Theresa May urges DUP and Sinn Féin leaders to reach a deal
The Prime Minister has urged the leader of the Democratic Unionist Party (DUP) and Sinn Féin's northern leader to reach a deal to restore power-sharing.
Theresa May spoke to the DUP's Arlene Foster and Sinn Féin's Michelle O'Neill in separate phone calls on Friday.
Mrs May said it was "encouraging to see discussions continuing", No 10 said.
However, Sinn Féin president Gerry Adams said he did not expect a deal to restore Stormont power-sharing to be struck by Monday.
The talks finished on Saturday afternoon and are expected to resume on Monday.
However, the mood so far has not been positive ahead of a statement by the secretary of state on Monday.
James Brokenshire has the option of extending the talks, calling another assembly election or reintroducing direct rule.
On Saturday, he said: "I still believe power-sharing can happen, but it has not happened yet."
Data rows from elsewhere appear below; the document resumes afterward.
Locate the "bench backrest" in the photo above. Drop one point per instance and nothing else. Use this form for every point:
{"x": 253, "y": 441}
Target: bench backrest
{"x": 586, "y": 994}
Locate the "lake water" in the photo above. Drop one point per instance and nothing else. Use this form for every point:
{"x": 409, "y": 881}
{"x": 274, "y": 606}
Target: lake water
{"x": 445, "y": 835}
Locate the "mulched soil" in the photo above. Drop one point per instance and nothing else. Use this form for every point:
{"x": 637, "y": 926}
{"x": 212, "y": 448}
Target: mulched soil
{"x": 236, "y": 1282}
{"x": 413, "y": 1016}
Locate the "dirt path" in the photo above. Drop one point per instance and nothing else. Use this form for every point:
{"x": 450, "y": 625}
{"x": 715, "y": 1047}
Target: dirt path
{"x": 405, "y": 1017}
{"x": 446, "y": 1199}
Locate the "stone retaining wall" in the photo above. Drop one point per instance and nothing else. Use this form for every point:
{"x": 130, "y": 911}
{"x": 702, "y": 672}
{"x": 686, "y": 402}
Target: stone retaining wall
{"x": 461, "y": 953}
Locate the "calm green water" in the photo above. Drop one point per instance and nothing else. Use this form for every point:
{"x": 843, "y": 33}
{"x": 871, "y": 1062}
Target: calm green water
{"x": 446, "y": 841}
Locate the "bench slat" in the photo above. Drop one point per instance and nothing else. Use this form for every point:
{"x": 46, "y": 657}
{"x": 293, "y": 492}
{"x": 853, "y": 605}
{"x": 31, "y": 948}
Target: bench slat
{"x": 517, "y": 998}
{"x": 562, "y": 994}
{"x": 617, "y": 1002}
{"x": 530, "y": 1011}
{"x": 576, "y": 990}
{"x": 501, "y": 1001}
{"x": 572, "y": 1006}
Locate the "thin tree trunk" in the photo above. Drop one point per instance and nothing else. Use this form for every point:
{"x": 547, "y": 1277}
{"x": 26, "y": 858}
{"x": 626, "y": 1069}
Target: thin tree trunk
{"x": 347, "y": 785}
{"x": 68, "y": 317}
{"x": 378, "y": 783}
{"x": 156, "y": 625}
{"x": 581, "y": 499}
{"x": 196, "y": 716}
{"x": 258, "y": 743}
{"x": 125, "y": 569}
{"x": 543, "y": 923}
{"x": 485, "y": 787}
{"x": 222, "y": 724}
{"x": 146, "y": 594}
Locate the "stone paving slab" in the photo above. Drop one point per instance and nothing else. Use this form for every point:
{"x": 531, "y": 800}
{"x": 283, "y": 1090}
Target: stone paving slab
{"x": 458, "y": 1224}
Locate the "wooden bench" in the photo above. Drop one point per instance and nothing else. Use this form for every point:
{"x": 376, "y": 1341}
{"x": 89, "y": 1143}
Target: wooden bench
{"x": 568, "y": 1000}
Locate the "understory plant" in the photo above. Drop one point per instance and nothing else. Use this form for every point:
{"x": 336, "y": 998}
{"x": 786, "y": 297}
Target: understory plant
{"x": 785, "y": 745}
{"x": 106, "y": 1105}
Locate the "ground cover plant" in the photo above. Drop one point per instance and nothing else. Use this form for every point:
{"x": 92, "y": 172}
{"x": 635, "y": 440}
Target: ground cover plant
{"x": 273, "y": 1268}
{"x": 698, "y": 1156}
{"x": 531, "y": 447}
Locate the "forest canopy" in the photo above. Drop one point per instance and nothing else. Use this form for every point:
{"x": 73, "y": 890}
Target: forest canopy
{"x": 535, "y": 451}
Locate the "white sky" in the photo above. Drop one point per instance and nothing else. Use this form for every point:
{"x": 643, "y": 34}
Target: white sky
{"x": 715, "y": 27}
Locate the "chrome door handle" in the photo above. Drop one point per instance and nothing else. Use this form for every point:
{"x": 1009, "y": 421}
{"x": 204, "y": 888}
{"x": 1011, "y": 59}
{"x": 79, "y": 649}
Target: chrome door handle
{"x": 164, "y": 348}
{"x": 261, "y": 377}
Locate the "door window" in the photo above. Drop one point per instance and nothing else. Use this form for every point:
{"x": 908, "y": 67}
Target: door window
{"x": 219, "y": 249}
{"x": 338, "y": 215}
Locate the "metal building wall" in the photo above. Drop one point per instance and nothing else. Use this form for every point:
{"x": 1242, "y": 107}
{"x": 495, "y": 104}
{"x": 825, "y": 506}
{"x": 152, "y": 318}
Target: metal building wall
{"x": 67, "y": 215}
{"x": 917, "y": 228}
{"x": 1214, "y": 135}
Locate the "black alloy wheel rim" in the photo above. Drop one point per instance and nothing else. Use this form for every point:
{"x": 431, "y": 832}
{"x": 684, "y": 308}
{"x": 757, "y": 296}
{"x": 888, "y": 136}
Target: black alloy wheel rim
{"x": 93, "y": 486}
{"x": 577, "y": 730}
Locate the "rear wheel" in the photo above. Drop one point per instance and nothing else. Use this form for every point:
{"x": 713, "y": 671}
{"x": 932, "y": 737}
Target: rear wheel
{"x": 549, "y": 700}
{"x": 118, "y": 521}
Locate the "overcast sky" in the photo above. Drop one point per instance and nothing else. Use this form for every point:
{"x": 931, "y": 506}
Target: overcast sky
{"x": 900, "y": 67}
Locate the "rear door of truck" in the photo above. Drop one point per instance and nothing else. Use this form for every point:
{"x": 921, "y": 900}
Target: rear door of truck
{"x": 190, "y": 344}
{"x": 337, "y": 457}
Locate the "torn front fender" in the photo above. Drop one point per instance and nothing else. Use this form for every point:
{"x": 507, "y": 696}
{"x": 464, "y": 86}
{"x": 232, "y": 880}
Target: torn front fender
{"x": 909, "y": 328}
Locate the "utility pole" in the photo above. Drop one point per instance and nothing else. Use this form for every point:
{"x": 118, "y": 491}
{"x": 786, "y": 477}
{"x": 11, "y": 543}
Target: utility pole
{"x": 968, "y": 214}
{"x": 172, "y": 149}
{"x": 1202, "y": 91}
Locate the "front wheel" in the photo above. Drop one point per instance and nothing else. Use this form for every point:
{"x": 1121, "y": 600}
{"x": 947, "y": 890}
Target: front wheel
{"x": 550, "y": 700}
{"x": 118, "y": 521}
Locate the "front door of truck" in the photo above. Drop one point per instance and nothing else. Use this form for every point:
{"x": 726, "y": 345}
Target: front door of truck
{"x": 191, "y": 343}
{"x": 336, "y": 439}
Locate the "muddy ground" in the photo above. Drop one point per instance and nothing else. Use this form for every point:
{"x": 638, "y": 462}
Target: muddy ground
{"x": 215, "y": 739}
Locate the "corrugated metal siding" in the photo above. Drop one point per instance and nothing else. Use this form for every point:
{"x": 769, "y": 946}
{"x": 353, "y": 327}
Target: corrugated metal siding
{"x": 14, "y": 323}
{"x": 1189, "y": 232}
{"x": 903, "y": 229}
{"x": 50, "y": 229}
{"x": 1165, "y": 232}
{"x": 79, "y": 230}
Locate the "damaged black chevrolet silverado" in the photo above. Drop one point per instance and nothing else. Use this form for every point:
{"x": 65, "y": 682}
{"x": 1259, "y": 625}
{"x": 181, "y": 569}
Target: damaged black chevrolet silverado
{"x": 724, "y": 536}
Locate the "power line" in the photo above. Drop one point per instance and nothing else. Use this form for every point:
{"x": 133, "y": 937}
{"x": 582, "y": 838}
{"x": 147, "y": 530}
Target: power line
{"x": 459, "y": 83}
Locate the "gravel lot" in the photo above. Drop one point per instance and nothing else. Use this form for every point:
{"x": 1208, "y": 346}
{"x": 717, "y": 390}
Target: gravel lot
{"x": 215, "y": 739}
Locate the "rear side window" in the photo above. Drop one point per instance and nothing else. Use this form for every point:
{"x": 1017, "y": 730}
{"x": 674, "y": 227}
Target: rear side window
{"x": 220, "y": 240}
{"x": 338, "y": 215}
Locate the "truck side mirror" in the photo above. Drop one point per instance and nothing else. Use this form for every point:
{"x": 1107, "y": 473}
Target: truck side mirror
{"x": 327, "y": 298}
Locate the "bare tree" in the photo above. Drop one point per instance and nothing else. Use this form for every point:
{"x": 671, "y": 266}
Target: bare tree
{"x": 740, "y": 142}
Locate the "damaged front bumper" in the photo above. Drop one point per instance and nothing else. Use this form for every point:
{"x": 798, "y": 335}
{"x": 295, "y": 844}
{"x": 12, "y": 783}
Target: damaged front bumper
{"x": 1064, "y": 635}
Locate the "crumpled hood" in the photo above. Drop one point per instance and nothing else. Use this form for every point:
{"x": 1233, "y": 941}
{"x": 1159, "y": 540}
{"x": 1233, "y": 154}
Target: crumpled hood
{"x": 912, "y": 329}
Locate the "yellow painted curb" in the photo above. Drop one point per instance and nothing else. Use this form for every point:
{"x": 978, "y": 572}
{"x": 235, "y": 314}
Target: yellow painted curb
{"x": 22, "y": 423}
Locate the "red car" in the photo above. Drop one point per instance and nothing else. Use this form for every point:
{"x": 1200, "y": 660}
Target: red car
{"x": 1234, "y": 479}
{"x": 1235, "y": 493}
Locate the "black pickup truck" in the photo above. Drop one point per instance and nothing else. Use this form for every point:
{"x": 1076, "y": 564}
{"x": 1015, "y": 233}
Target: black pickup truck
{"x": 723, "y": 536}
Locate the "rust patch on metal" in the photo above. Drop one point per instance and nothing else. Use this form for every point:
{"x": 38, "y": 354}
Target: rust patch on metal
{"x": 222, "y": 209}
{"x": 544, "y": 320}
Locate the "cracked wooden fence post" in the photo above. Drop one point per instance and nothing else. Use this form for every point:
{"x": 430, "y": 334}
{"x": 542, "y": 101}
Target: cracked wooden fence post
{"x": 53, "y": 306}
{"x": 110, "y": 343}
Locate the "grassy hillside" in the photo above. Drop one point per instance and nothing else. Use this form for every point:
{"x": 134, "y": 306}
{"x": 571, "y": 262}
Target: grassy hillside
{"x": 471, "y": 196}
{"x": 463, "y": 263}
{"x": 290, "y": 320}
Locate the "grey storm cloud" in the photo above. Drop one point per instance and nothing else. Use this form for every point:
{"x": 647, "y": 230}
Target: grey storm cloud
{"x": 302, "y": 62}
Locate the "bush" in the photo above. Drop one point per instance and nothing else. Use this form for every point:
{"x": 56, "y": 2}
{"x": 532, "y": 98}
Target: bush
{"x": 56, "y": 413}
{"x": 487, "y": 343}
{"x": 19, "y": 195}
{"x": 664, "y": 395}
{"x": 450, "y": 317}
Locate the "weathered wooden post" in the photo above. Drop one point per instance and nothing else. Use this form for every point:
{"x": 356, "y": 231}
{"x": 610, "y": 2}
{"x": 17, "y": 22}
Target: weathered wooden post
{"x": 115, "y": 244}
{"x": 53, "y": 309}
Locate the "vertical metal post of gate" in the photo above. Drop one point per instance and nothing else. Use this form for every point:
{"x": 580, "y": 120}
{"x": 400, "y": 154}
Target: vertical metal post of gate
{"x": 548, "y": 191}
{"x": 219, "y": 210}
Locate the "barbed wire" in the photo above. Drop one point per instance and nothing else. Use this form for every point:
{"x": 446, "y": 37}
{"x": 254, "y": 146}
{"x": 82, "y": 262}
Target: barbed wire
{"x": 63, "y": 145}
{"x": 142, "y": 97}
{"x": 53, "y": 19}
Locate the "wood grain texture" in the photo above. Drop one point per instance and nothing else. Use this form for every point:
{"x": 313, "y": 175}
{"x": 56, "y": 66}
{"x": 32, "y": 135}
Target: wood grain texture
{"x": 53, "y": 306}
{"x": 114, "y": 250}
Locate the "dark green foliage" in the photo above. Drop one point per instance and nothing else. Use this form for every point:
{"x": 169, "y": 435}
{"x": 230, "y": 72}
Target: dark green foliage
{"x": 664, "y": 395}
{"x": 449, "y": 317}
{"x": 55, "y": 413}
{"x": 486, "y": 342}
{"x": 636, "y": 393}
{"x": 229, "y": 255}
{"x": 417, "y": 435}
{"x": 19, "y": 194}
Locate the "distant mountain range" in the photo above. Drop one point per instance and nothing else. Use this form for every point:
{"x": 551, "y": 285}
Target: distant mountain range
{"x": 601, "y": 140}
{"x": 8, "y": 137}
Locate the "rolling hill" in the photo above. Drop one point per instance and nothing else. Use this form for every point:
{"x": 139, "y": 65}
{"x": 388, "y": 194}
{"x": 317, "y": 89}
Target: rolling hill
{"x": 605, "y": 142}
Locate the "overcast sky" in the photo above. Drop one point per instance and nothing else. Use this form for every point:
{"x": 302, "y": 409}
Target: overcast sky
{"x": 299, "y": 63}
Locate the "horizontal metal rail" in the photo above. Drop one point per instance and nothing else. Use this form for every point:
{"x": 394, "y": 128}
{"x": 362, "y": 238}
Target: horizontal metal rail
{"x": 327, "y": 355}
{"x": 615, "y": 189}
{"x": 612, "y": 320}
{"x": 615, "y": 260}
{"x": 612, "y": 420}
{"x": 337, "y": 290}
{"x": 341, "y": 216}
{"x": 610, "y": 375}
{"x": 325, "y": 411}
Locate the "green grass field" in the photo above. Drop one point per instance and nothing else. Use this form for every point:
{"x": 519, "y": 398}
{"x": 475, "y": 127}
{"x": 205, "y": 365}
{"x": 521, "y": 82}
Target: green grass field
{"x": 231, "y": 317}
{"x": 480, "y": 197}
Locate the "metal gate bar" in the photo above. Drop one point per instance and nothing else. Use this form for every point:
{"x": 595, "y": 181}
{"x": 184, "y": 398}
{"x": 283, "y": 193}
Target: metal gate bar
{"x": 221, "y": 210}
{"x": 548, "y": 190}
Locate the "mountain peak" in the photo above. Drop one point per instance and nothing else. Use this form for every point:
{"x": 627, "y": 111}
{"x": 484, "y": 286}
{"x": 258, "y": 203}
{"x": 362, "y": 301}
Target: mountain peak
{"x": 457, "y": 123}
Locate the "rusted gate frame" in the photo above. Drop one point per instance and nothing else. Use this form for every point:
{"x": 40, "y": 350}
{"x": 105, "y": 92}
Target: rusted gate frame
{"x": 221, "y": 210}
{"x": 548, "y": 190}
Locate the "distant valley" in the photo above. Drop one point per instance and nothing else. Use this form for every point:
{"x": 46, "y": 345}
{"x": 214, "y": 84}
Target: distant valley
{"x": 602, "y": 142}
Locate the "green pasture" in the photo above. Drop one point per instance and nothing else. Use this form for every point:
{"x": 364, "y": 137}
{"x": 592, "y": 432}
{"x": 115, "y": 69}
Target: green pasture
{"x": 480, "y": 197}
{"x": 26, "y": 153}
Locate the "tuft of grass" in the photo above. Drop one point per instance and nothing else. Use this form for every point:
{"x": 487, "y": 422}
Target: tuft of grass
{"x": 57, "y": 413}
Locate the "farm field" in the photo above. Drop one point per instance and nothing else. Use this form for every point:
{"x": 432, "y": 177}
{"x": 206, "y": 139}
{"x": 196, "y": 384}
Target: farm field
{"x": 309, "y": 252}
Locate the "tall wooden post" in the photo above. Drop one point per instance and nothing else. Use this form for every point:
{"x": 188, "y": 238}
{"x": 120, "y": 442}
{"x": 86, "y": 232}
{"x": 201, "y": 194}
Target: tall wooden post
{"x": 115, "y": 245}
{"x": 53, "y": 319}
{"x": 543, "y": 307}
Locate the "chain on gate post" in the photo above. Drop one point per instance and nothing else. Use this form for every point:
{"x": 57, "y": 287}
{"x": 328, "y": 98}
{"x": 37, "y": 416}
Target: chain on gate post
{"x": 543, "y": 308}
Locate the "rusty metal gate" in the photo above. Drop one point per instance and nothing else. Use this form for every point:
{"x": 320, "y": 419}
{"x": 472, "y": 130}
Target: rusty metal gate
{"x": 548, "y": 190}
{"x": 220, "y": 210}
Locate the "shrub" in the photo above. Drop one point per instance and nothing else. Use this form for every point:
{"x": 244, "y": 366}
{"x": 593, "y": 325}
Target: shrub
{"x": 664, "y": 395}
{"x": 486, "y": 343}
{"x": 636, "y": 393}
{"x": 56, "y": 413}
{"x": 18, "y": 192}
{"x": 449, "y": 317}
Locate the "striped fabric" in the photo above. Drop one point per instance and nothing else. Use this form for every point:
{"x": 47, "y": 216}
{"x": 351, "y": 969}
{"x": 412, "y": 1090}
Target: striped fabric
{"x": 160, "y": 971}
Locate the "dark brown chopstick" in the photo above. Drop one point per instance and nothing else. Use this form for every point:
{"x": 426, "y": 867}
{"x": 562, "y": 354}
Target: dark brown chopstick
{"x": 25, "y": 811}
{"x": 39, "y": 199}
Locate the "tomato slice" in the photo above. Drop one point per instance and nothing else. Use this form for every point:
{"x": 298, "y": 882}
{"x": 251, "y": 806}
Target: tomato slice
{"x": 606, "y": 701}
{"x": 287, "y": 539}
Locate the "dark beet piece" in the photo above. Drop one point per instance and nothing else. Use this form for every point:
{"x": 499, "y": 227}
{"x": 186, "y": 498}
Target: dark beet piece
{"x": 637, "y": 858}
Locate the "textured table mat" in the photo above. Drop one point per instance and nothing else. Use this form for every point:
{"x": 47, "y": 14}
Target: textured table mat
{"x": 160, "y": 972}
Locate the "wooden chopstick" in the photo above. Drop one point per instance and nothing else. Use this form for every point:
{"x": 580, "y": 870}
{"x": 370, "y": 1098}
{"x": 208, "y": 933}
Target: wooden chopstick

Mr Brokenshire said there were no deadlines but he would be making a statement to Parliament on Monday afternoon to update the House of Commons on what the next steps in the talks might look like.
Earlier, Mr Brokenshire had said that the absence of devolved government in Northern Ireland "cannot continue for much longer".
He said the Northern Ireland Civil Service "has effectively been running the show" and decisions on budgets need to be taken by politicians.
The BBC understands Friday talks ended at about 19:30 BST, breaking up fairly abruptly and not in a positive mood.
The Prime Minister told the DUP leader that the government was committed to "doing everything we can to work with the parties to reach a successful conclusion".
A No 10 spokesperson said Mrs Foster and Mrs O'Neill "both agreed on the need for the Executive to be restored for the benefit of everyone in Northern Ireland".
The Prime Minister recognised that constructive discussions had taken place between the parties and urged them both to come together to "reach a collective agreement so that devolved government could be restored in Northern Ireland."
Meanwhile, the independent chair of the talks to restore power-sharing in Northern Ireland has agreed to remain at the helm after his retirement on Friday.
Sir Malcolm McKibbin has formally stood down from his role as the head of the civil service in Northern Ireland.
But the parties have asked him to continue chairing the negotiations to steer them through the weekend.
The DUP and Sinn Féin remained deadlocked on several issues.
Sinn Féin's demand for an Irish language act is a major stumbling block, with the DUP refusing to agree to it as part of any deal.
On Friday, Sinn Féin called on the UK and Irish prime ministers to enter the talks
The DUP's Edwin Poots hit back by saying the republican party "don't need anyone to hold their hands".
The DUP will not be present for discussions on Sunday.